Still, Valentine’s day must be a hoot round the Yorke household. I picture an endless sequence, year after year, of his girflriend opening Valentines cards with endlessly disturbing protestations of frantic, angst-tinged love which reassure and disturb in equal measure, occasionally daubed in blood. Woman must have the patience of a saint.
Imagine that, actually, a range of mass-produced cards using the lyrics of Thom Yorke’s songs as their special romantic message. Ironic hipsters would disembowel each other to get hold of those. Finally, I shall be rich with this scheme!
Lyrics aside, the band as a whole are playing fantastically well on this record. Radiohead have loosened up in recent years, playing faster, more groove-led songs. Witness the wonderful shimmering arpeggios of ‘Weird Fishes’ which sounds like the waves, like water flowing, and the musicians are prefectly in sync, crafting mood as much as song.
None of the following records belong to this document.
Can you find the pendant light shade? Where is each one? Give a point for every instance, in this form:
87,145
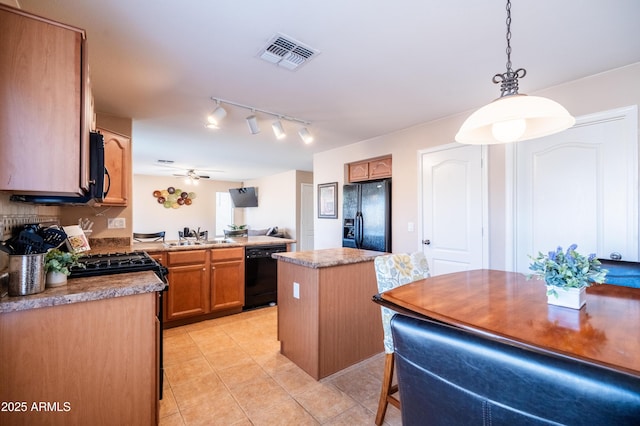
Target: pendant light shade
514,118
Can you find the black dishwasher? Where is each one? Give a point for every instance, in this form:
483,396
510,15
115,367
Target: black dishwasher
261,275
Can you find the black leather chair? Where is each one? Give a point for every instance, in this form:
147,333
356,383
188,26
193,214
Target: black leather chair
448,376
154,236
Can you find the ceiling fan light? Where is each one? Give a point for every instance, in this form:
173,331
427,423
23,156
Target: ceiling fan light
305,135
252,122
278,130
490,124
216,117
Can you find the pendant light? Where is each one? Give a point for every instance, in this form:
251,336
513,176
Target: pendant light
513,117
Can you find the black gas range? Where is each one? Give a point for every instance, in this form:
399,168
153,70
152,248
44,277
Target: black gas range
117,263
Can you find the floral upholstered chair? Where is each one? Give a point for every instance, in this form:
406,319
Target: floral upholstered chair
394,270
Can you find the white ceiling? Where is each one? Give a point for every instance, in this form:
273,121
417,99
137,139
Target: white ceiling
383,66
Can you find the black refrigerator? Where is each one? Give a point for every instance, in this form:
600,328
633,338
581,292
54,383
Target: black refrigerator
367,215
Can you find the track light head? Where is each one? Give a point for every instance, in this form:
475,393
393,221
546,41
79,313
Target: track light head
305,135
252,122
278,130
216,117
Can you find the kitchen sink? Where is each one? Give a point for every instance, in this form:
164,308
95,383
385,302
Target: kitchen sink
199,242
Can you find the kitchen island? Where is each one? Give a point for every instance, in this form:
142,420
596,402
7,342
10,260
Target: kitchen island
326,320
83,353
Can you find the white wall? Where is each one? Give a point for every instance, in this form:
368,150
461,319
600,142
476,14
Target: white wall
278,202
149,216
612,89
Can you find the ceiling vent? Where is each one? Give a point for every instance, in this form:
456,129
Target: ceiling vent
287,52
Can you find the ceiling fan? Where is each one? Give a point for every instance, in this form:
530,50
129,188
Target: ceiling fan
191,174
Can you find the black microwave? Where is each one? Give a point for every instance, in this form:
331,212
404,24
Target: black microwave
97,174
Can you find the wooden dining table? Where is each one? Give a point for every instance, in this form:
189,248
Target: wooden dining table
508,307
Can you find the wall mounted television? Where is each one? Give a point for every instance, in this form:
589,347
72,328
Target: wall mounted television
244,197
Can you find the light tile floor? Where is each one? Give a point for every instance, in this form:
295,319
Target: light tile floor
229,371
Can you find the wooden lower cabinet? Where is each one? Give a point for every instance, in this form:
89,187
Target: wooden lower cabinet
227,278
188,278
85,363
203,283
326,319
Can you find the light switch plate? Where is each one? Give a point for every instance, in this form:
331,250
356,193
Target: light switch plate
116,223
296,290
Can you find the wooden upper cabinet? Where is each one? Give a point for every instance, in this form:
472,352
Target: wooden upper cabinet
117,161
378,168
44,135
358,171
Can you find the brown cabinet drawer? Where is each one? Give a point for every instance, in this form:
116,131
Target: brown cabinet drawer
186,257
227,253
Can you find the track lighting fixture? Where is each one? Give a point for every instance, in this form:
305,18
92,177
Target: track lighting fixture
513,117
252,120
305,135
214,119
278,130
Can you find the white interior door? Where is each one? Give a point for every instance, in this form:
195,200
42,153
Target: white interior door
306,217
454,209
579,186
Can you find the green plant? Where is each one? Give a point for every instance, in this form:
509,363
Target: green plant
567,269
60,261
235,227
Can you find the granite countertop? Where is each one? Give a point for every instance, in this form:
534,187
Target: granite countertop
85,290
328,257
260,240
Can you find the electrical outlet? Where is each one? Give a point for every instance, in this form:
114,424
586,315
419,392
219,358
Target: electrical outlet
296,290
116,223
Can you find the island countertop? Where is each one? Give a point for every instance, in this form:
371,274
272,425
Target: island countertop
85,290
328,257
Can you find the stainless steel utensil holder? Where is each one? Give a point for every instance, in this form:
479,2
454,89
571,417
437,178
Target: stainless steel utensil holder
26,274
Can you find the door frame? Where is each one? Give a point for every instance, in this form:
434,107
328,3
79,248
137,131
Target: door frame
484,195
629,113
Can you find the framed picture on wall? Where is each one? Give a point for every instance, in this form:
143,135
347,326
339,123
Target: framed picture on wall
328,200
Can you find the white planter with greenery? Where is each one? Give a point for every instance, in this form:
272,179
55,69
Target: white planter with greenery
55,279
567,275
57,264
570,297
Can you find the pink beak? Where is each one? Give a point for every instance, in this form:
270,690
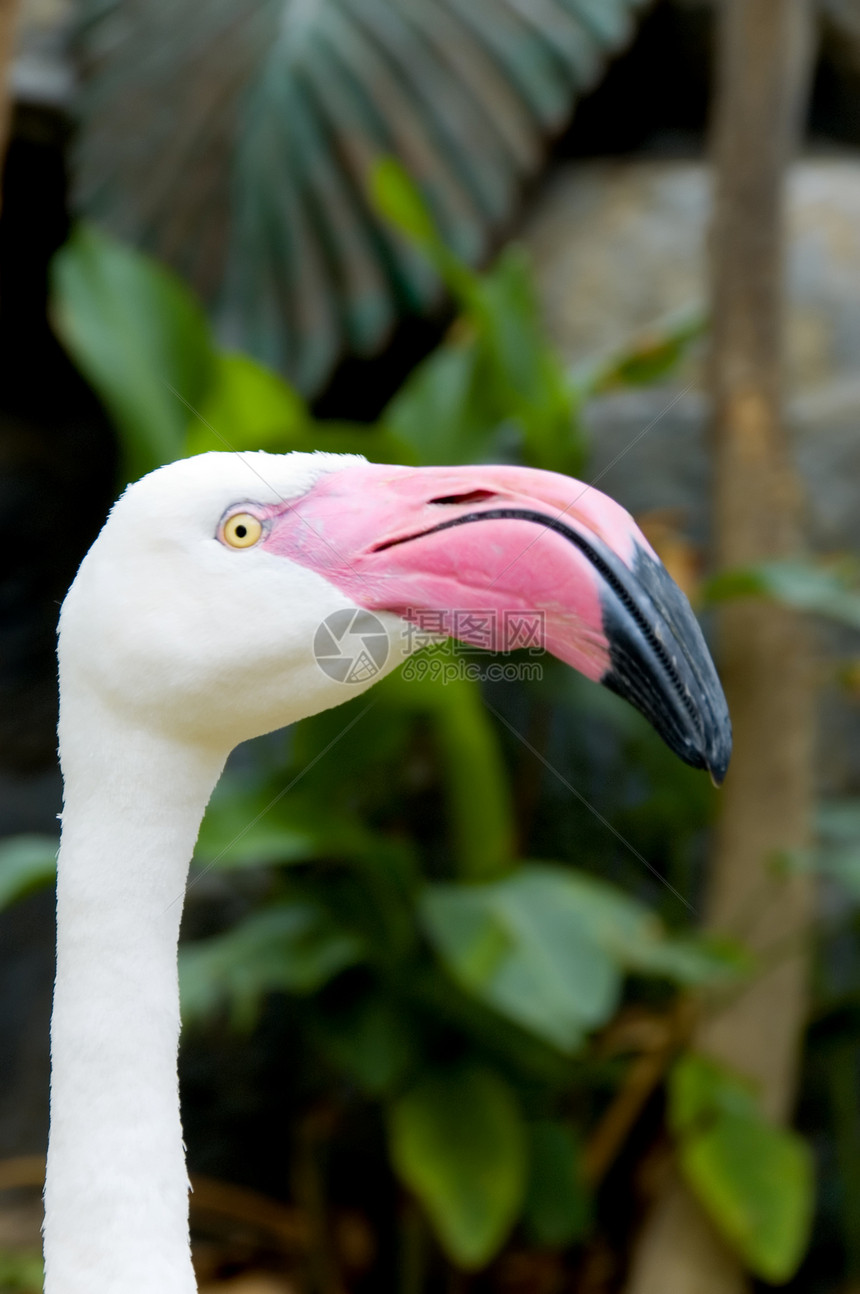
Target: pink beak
521,551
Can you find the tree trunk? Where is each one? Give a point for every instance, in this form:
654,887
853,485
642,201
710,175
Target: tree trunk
8,30
762,75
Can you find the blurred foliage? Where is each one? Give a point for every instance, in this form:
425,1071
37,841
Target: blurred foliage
21,1272
378,850
264,119
755,1179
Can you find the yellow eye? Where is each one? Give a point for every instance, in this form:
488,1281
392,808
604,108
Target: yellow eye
241,531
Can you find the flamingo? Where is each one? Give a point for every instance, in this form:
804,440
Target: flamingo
190,628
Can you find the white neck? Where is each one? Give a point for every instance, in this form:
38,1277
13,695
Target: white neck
117,1185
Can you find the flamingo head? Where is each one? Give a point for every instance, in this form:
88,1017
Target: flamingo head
217,598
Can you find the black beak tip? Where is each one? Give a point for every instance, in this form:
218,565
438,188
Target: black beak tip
719,755
661,664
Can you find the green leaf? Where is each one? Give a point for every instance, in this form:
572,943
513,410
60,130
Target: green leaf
242,828
398,199
754,1179
558,1204
371,1041
291,947
135,331
21,1271
26,863
396,196
819,590
757,1184
247,406
649,357
457,1140
700,1088
525,951
547,947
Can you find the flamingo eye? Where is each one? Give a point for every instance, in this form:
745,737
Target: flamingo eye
241,531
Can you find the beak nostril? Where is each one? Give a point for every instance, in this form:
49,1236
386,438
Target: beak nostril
475,496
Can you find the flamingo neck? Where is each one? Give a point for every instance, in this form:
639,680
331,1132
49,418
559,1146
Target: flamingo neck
117,1184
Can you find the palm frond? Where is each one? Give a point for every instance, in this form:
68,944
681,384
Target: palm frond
234,140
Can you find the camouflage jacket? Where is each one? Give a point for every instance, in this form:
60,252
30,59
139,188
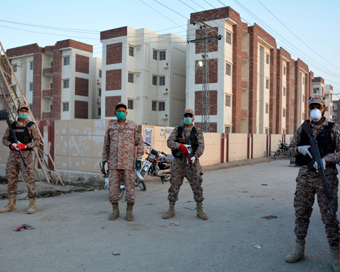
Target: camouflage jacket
331,158
119,145
173,145
33,131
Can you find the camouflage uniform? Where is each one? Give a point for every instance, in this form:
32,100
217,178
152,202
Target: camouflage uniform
15,164
119,149
309,183
180,168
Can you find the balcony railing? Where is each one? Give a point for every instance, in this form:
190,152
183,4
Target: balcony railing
48,71
47,115
47,93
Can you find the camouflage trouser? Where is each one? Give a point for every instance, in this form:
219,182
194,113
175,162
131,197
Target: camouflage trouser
128,177
179,170
309,183
14,166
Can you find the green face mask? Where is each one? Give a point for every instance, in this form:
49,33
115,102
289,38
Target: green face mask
121,115
187,121
22,115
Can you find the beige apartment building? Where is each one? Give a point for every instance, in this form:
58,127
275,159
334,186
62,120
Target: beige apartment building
146,71
58,81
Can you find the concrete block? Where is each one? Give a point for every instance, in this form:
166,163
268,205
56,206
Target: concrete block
61,162
61,127
79,146
95,165
61,145
80,127
83,164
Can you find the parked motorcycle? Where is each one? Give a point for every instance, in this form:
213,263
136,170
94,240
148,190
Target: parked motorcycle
105,171
282,149
157,164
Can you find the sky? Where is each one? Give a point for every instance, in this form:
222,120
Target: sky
307,29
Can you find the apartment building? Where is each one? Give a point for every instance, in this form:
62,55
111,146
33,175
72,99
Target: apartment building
146,71
254,87
56,80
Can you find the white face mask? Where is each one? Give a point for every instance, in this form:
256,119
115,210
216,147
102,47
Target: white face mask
316,115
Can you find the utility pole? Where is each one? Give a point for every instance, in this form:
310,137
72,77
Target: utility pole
205,41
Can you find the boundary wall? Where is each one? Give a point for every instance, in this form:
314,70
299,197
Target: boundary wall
77,144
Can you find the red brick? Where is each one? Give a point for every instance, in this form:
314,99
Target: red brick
82,86
82,64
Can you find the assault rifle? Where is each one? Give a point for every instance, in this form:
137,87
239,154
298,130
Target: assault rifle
317,158
4,115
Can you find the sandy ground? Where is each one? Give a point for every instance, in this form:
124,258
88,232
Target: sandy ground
72,231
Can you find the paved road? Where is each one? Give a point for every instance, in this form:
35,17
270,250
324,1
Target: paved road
73,232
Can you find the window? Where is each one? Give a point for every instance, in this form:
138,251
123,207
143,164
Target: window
154,80
161,81
66,106
130,104
154,105
67,60
228,69
162,55
131,51
228,37
66,83
161,106
228,100
130,77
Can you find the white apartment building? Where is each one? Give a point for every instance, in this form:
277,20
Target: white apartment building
146,71
57,81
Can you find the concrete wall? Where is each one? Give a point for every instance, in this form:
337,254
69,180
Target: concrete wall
78,144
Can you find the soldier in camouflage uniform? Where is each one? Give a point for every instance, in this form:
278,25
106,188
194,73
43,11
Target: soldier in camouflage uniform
27,134
180,167
309,182
121,138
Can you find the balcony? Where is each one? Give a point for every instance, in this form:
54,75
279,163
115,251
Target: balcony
47,93
244,113
47,115
244,56
48,71
244,84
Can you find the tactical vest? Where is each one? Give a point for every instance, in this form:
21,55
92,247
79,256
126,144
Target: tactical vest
22,133
325,144
180,139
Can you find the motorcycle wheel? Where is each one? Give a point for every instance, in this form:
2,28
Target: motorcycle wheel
165,179
141,183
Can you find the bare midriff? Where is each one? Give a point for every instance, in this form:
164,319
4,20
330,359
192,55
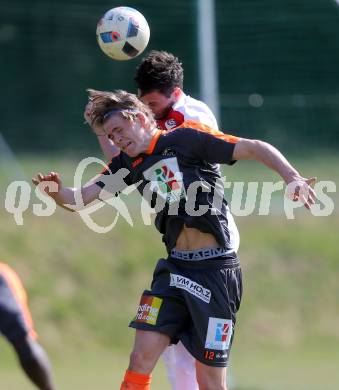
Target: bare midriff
192,239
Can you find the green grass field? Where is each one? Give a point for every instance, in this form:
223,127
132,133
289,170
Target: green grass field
84,288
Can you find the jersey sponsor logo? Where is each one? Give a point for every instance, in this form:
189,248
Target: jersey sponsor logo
190,286
219,334
166,179
136,162
148,310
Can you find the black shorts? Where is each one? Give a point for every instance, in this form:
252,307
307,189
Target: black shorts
15,319
194,302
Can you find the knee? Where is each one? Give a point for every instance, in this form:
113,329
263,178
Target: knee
141,361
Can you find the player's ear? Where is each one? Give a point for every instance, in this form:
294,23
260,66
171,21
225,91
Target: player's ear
142,118
176,94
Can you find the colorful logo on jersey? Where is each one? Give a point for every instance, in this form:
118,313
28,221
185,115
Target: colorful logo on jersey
166,179
219,334
148,310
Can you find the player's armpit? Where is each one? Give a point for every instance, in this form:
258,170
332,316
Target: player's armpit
246,149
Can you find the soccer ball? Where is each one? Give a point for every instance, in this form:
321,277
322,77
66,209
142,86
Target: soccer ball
123,33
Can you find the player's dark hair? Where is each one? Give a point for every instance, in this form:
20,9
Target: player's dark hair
159,71
127,104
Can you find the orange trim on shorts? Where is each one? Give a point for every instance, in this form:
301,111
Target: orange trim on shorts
207,129
20,296
154,141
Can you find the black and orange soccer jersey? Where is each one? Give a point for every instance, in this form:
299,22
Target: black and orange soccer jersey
179,177
15,318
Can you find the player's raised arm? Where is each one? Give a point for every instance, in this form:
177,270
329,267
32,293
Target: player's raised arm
66,197
247,149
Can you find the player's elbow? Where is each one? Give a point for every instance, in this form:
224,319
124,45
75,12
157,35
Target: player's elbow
249,149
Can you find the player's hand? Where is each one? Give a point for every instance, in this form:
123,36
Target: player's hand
88,116
51,177
300,189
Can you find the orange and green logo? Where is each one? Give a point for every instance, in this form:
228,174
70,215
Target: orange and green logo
167,182
148,309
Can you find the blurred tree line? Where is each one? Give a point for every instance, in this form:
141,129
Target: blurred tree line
278,68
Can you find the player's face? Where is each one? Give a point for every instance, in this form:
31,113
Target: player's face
159,103
130,136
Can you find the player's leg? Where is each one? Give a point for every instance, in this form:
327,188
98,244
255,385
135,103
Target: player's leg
148,346
17,326
180,367
211,378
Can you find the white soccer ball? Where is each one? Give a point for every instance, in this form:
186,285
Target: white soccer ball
123,33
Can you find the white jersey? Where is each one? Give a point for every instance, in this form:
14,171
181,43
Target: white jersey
185,109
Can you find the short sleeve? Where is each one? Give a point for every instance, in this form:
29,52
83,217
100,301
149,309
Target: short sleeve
115,177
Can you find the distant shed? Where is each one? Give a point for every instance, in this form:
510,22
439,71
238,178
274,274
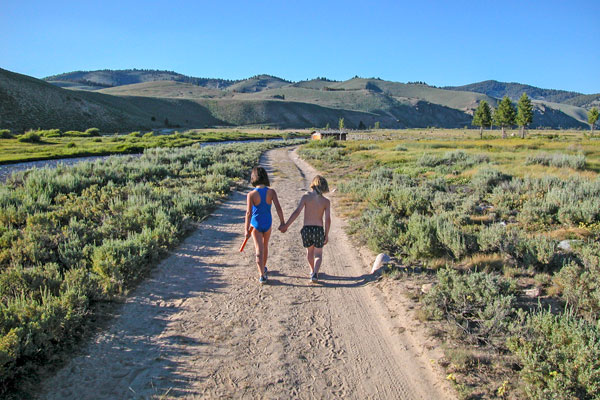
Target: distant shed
336,135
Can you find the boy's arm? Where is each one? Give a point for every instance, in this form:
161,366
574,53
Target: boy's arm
327,220
295,214
278,208
248,214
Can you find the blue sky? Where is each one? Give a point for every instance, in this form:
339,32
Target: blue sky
550,44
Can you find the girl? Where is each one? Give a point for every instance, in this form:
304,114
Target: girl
314,236
258,214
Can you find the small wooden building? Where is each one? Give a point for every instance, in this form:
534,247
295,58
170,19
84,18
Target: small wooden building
336,135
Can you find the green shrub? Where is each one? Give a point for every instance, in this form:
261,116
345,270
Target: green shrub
92,132
76,234
327,143
5,134
559,355
379,228
420,238
30,137
456,157
557,160
480,304
580,282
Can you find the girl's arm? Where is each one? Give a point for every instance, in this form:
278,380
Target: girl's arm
248,214
327,220
295,213
278,208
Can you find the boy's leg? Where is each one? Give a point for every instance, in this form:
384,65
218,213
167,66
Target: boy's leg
266,237
318,254
259,250
310,256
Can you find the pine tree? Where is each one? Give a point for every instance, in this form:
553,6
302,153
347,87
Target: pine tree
592,118
524,113
482,117
505,114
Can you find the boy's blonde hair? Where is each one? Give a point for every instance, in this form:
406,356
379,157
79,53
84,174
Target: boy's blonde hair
319,184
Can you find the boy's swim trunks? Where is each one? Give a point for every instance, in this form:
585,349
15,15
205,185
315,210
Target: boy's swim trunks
313,235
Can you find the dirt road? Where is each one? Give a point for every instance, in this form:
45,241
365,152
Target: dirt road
202,326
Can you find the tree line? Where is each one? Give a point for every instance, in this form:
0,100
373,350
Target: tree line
506,115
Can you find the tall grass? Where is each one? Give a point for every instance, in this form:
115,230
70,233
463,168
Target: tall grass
72,236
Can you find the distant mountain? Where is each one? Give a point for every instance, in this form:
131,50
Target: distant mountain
586,101
258,83
515,90
26,103
109,78
144,99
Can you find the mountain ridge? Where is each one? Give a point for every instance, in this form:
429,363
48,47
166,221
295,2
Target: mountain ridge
109,100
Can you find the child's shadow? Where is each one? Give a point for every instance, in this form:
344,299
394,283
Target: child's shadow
325,280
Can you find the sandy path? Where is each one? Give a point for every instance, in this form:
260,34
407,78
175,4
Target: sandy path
202,327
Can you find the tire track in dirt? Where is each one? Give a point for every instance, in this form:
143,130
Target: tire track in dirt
202,326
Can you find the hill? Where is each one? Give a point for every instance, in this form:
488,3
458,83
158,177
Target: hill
110,78
515,90
26,102
110,101
586,101
258,83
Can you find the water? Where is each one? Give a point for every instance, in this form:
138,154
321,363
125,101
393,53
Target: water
8,169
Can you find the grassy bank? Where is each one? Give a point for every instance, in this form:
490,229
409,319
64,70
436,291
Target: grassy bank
71,237
507,231
52,144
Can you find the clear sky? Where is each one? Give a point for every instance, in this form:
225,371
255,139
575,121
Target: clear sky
550,44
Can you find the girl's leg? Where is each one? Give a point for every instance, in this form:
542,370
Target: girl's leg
310,256
259,250
266,237
318,259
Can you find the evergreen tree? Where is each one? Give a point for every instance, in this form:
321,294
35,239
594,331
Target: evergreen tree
505,115
524,113
482,117
592,118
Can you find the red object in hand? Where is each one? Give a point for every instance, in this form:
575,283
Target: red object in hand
246,240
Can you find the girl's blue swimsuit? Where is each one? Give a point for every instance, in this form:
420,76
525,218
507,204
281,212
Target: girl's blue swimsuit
261,214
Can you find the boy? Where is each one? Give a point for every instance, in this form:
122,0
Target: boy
314,236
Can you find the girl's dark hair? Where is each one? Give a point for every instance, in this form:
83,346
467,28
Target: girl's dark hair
259,177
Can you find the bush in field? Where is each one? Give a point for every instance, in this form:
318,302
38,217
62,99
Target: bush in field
325,143
479,304
5,134
559,160
73,235
456,157
580,282
379,228
486,179
30,137
421,239
559,355
92,132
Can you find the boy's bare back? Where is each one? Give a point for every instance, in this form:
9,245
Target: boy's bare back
314,208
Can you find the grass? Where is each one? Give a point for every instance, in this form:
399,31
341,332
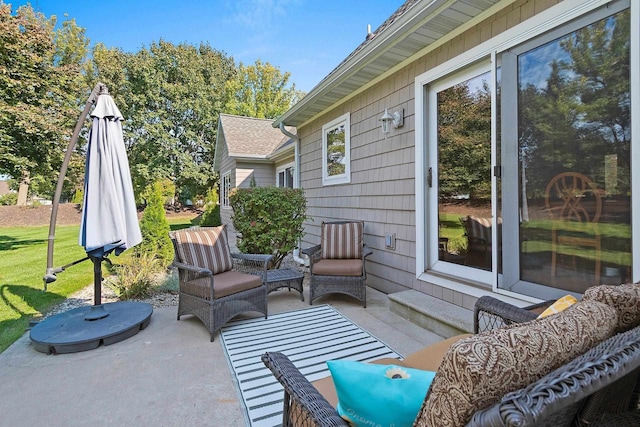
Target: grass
23,262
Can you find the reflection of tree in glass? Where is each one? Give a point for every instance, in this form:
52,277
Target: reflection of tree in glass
464,141
578,119
335,151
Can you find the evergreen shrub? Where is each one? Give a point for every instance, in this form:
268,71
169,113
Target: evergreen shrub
268,220
155,227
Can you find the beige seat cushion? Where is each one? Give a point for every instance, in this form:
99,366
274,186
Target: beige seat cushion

My favourite on this album for that is ‘Reckoner,’ a sweeping, orchestral kind of take on Massive Attack’s ‘Unfinished Sympathy.’ It’s lovely, sweeping, and delicious, and Phil Selway’s playing is fantastic, echoey and full of bounce and atmosphere. Anyone who doesn’t think drums are a proper instrument should listen to that song and think again. Over it all, Thom croons- yes, croons!- ‘you are not to blame’ like he’s absolving you of all your sins.
The whole album is like this, and I think that’s the reason for the muted reception it got critically- people don’t really expect Radiohead to sound so blissed out. Well, they are and they were, and this is lovely. So there.